Space Oddity

I spent the 80’s madly in love with David Bowie. He was my reason for living. I gathered every book, magazine article and interview that I could get my hands on, this was before the internet mind you. I owned every album and played them over and over with my headphones, searching for hidden messages, and over-analyzing the lyrics.

It was during this time that my fashion sense was a bit, well, outrageous. My hair was every color in the rainbow, depending on the day, my clothes were all hand made or altered thrift store finds, the more bazaar the better!

Anyway, this painting started out as a really bright and beautiful pour, and then I screwed it up. I tried the wet paper towel swipe thing, but it didn’t turn out the way I was anticipating. It’s still pretty cool, it makes me think of space, and maybe, just maybe, this was the view for Major Tom while he was floating round in his tin can!

16″ x 20″ Acrylic pour on canvas $125.00

Blue Jay Way

When I was like 7, I heard and fell in love with I Am The Walrus by The Beatles. I remember listening to the radio with my old-school cassette recorder, when a song I liked came on, I quickly hit record and listened very quietly until the end of the song. Push stop, rewind and hope it turned out. It was usually a terrible recording, but that was the way it was.

Anyway, I recorded I Am The Walrus, and played it a thousand times before the tape eventually broke. Thing is, I had no idea who sang the song. I don’t know how long it was until I stumbled across the song while listening to my parents albums, I was shocked and delighted to learn it was the Beatles!

From there on out, I have always been drawn to the weird, the different, the obscure, the abstract. This is true of my taste in music, men, and my art.

If you are wondering what this story has to do with Blue Jay Way the painting, absolutely nothing. It just made me think about The Beatles and how they were perhaps, my first introduction to abstract art!?

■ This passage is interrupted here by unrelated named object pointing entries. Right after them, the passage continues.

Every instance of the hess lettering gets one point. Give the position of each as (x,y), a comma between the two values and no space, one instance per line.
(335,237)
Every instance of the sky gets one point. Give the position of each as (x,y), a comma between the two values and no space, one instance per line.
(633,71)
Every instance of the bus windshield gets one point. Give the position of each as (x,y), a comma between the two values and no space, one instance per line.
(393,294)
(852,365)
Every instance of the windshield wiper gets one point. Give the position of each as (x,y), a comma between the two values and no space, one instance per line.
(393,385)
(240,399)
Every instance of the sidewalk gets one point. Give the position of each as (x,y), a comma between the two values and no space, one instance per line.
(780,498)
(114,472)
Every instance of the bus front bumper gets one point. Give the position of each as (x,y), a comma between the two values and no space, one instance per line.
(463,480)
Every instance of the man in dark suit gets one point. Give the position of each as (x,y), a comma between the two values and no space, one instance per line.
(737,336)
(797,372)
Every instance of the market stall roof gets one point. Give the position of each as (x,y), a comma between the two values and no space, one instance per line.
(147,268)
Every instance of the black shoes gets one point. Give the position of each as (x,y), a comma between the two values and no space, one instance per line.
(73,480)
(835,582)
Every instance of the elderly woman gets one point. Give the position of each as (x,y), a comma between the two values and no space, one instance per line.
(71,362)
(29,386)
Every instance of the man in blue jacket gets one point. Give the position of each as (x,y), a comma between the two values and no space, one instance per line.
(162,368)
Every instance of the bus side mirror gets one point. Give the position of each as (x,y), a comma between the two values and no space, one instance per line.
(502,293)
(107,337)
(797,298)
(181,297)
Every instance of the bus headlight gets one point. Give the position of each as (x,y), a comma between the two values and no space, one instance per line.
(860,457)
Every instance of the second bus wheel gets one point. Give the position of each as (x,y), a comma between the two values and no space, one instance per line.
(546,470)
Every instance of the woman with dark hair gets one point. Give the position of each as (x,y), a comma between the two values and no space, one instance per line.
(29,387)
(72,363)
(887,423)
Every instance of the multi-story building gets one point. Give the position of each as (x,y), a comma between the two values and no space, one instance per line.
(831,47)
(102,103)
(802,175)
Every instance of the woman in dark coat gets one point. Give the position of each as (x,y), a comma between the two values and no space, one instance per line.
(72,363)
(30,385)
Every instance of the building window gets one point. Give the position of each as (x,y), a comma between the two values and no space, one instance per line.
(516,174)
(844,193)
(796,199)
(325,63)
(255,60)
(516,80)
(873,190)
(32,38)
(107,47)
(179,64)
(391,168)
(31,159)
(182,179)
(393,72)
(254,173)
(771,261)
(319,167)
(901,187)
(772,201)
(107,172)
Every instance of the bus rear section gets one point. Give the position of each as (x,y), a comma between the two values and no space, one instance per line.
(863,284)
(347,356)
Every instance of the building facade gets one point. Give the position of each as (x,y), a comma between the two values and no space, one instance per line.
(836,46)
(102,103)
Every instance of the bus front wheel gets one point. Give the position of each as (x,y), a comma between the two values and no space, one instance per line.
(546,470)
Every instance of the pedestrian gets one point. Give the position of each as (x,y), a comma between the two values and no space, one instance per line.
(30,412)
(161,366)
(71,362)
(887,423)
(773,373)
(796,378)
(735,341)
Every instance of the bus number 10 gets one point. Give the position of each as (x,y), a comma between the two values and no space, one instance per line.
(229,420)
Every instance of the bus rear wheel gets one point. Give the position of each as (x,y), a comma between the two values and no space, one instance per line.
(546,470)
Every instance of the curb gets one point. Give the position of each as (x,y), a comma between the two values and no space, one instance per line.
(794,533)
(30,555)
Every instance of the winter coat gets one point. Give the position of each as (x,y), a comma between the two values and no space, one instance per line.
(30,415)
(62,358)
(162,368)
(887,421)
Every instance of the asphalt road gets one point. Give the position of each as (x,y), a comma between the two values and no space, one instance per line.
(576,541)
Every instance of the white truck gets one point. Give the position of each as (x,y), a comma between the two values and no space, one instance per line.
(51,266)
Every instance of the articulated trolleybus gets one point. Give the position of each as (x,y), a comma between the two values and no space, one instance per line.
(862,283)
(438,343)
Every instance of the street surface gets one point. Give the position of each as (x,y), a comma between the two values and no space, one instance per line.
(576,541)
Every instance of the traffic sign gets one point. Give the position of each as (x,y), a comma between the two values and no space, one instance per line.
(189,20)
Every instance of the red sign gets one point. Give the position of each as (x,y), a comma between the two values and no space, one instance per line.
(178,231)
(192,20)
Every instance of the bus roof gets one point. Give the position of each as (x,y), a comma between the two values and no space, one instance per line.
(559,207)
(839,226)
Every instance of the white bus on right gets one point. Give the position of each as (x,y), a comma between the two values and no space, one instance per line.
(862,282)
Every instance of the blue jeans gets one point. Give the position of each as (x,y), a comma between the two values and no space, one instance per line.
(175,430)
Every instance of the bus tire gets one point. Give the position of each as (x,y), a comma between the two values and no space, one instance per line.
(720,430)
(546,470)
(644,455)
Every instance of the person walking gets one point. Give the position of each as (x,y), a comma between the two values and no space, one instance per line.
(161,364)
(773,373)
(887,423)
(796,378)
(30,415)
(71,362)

24″ x 24″ Acrylic on canvas

$325.00

Lost Generation

I’ve long been a fan of classic literature and I’ve fallen in love with many of the characters that I’ve met in my books. I suppose it’s the hopeless romantic in me, I love getting lost, lost in a book, or lost in my art.

I would like to think that someday my paintings will be considered “classic” and that people will love and admire them for years to come. I love getting lost in this painting!

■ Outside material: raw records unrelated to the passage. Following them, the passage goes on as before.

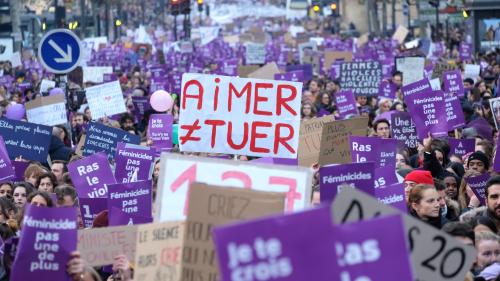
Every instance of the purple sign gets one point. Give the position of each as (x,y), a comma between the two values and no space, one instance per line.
(90,176)
(477,185)
(387,90)
(294,76)
(403,129)
(133,162)
(90,208)
(346,103)
(49,236)
(160,130)
(276,244)
(6,169)
(130,203)
(427,108)
(460,147)
(333,178)
(453,82)
(393,195)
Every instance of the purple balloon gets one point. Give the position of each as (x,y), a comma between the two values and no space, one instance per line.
(56,91)
(15,111)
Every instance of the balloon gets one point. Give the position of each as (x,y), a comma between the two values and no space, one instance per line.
(161,101)
(175,133)
(15,111)
(56,91)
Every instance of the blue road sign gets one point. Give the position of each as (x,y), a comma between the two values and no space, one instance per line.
(59,51)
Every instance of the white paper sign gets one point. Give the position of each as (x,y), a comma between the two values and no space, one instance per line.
(105,100)
(178,172)
(255,53)
(412,68)
(94,74)
(222,114)
(49,111)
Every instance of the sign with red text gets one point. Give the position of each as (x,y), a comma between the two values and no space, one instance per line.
(178,172)
(239,116)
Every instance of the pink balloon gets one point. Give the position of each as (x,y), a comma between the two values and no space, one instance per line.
(161,101)
(56,91)
(15,111)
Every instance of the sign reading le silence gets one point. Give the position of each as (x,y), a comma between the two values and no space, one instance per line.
(59,51)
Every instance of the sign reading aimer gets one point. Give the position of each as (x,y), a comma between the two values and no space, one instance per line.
(239,116)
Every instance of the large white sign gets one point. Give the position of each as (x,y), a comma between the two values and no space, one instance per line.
(222,114)
(105,100)
(178,172)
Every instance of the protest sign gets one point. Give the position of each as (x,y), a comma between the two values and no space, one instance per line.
(454,113)
(49,111)
(387,90)
(266,243)
(95,74)
(90,208)
(310,140)
(255,53)
(211,206)
(160,251)
(427,108)
(160,130)
(335,178)
(403,129)
(6,170)
(460,147)
(49,236)
(435,255)
(103,138)
(133,162)
(100,246)
(393,195)
(105,100)
(363,78)
(242,116)
(346,103)
(478,185)
(177,172)
(453,82)
(90,176)
(130,203)
(334,145)
(412,68)
(31,141)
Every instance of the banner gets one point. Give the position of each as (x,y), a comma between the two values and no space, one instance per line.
(334,179)
(103,138)
(49,236)
(239,116)
(435,255)
(427,109)
(90,176)
(133,162)
(334,147)
(31,141)
(363,78)
(310,140)
(177,172)
(49,111)
(105,100)
(403,129)
(130,203)
(211,206)
(100,246)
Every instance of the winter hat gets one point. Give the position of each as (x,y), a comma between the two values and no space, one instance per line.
(478,155)
(420,177)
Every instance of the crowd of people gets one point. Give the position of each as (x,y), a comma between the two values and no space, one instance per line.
(434,180)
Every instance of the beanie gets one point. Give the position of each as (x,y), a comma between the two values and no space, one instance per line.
(420,177)
(478,155)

12″ x 18″ Acrylic on wood panel

$125.00

Quadrophenia

Definitely one of my favorite paintings. A set of four 12″ x 12″ canvases, pushed together, spray painted, then I added multiple layers of acrylic paint and some pouring medium. Voilà!

In case you were wondering, yes, I was listening to the Who’s Quadophenia album during the making of this painting, also one of my favorite albums!

24″ x 24″ Acrylic and spray paint on canvases

$475.00

You Can’t Wash It Away

Painting is extremely personal to me. It is how I express myself and my feelings. Often as a form of therapy.

Not all of my thoughts and feelings are positive and happy, some are deeply rooted and painful. I suppose that is why I hesitate sharing some paintings and explaining what they mean to me. This is one of those.

As a survivor of childhood sexual abuse, I’ve always carried the pain with me silently. Therapy and time help, but it never goes away, you can’t wash it away.

However, it is possible to heal, maybe even love and trust again. Artistic expression or art therapy can be a wonderful outlet and means of healing. I encourage everyone to seek a source of artistic expression, for therapy or just for pleasure.

“Art is not always about pretty things. It’s about who we are, what happened to us, and how our lives are affected.” Elizabeth Broun

16″ x 20″ Acrylic on canvas

$175.00

Blue In Green

This is part of a small series I just completed. A little different than my “normal” in that the colors are simple, clean and defined. I like the way they stand out on the plain white background.